A due anni di distanza dal disco d’esordio, Elena Somaré, artista e principale interprete del fischio melodico in Italia, pubblica il 20 aprile il suo nuovo album dal titolo “Aliento”.
Mentre “Incanto” del 2016 era dedicato alla canzone napoletana, in “Aliento” Elena Somaré affronta e reinterpreta, in maniera del tutto inedita, 13 brani della musica sudamericana che verrà presentato poi in concerto, il 14 maggio, alla Casa Italiana a New York. Esotismo, fascino e mistero. Il fischio melodico di Elena Somaré, unito al seducente animo latino, torna ad incantare l’ascoltatore, avvolgendolo con una grazia e una tecnica a cui è difficile rimanere indifferenti. “Aliento” significa alito, respiro, ma anche afflato, ispirazione, quel soffio vitale che sembra animare Elena Somaré quando riesce a integrare questo suono, umano e insolito, con quello degli strumenti. In “Aliento”, particolare attenzione è rivolta agli arrangiamenti: oltre all’arpa paraguaiana e alle percussioni di Lincoln Almada, maestro e direttore artistico, e al pianoforte di Gianluca Massetti, ascoltiamo antichi strumenti come la viola da gamba di Diana Fazzini, che qui sembra ricordare l’accordeon argentino, la tiorba e la chitarra barocca di Evangelina Mascardi.
Elena Somaré tesse un fil rouge che attraversa l’Oceano Atlantico, da Napoli all’America Latina, avvalorando lo stretto legame che intercorre tra le due culture musicali.

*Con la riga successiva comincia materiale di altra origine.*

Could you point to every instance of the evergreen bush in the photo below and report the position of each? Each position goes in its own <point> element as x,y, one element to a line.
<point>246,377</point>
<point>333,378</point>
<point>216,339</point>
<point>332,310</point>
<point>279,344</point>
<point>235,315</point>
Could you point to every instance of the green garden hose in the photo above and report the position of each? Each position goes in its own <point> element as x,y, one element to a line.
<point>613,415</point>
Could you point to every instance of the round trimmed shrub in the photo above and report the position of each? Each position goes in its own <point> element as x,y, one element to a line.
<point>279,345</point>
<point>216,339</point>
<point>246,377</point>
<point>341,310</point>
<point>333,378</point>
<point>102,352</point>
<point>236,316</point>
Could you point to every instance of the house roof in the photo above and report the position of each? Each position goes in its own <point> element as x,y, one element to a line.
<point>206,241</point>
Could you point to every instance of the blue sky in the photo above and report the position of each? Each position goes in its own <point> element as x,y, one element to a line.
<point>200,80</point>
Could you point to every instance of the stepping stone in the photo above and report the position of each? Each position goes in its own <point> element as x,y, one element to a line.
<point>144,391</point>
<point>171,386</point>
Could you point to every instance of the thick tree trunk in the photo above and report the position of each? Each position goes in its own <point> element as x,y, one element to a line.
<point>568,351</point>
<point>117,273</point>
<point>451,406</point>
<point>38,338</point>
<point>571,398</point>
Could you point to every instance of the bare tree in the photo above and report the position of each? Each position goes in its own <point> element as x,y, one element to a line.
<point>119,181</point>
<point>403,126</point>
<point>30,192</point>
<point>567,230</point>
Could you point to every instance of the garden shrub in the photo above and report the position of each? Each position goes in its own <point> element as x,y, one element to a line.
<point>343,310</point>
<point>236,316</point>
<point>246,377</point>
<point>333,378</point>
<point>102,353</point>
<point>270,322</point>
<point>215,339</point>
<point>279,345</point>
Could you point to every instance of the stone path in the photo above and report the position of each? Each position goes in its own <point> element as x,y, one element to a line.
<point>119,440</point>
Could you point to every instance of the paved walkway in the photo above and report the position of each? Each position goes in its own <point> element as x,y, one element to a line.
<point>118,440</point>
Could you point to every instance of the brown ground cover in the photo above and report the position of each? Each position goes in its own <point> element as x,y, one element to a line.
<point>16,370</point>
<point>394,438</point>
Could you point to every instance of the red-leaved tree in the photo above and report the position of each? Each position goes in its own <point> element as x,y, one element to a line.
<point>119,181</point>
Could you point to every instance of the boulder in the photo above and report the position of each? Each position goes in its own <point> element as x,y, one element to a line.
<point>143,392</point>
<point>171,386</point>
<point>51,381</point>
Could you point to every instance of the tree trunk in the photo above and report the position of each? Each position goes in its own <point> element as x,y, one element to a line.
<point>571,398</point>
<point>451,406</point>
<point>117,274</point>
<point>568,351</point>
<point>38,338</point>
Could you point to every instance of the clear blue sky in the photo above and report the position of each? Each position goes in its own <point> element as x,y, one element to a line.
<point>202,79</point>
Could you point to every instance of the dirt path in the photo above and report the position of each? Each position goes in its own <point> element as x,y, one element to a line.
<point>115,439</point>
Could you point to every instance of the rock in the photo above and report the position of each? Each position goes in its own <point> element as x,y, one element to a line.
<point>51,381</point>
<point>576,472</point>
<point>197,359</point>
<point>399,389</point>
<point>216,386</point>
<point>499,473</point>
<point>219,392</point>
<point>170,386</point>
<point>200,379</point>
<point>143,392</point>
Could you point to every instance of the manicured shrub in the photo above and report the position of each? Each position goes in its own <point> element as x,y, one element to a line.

Durante la colonizzazione, infatti, i gesuiti portarono in America gli strumenti europei, che si unirono a quelli locali, dando vita a una nuova tradizione popolare che coniugava Spagna con il Centro e Sud America. I ritmi cubani dell’habanera entrarono, così, nel costume e nella moda dell’impero Borbonico, sia in Spagna che a Napoli. O sole mio è, per esempio, una habanera, la cui successiva evoluzione sarà il tango argentino. Ad aprire “Aliento”, è proprio un classico come “Por una cabeza” composto da Carlos Gardel nel 1935. Il disco, però, alterna a brani di repertorio come “Libertango” di Astor Piazzolla, il bolero cubano “Dos Gardenias”, il folk cileno di “Gracias a la vida”, e la celebre “Todo cambia” di Mercedes Sosa, brani meno noti come “Pajarillo Verde”, “Rosa”, “Desde el alma” e “El firulete”.
Definita come voce del diavolo, inquietante suono interiore, ribellione di donne maleducate, adatta solo al cabaret, l’arte del fischio ha dovuto lottare per essere eletta a vera forma di espressione artistica. Ad abbattere le barriere sono state quasi sempre donne. L’italiana Daisy Lumini, cantante, compositrice e “solista di fischio”, e, prima di lei, l’americana Alice Shaw, che tra Ottocento e Novecento, incarnando la rivolta delle suffragette, lasciò il marito e girò il mondo da solista del fischio.
Un ulteriore passo si compie oggi grazie a Elena Somaré. Già a 6 anni fischiava le arie delle opere davanti agli amici della madre, ma il pubblico lo incontra solo quando Ada Montellanico la invita sul palco dello storico Alexanderplatz di Roma. In seguito Elena Somaré si è esibita al Piccolo Teatro di Milano, al Reial Cercle Artistic di Barcelona, all’Auditorium Parco della Musica e al Teatro Sistina di Roma. Nei diversi concerti, Elena ha presentato “Incanto” anche al Festival dei Due Mondi di Spoleto 2016, a Seoul in Corea del Sud e, sempre in Corea, al Tribowl Jazz Festival di Incheon. Come fotografa, nel 2007, Elena ha realizzato anche un reportage al Burning Man Festival in Nevada.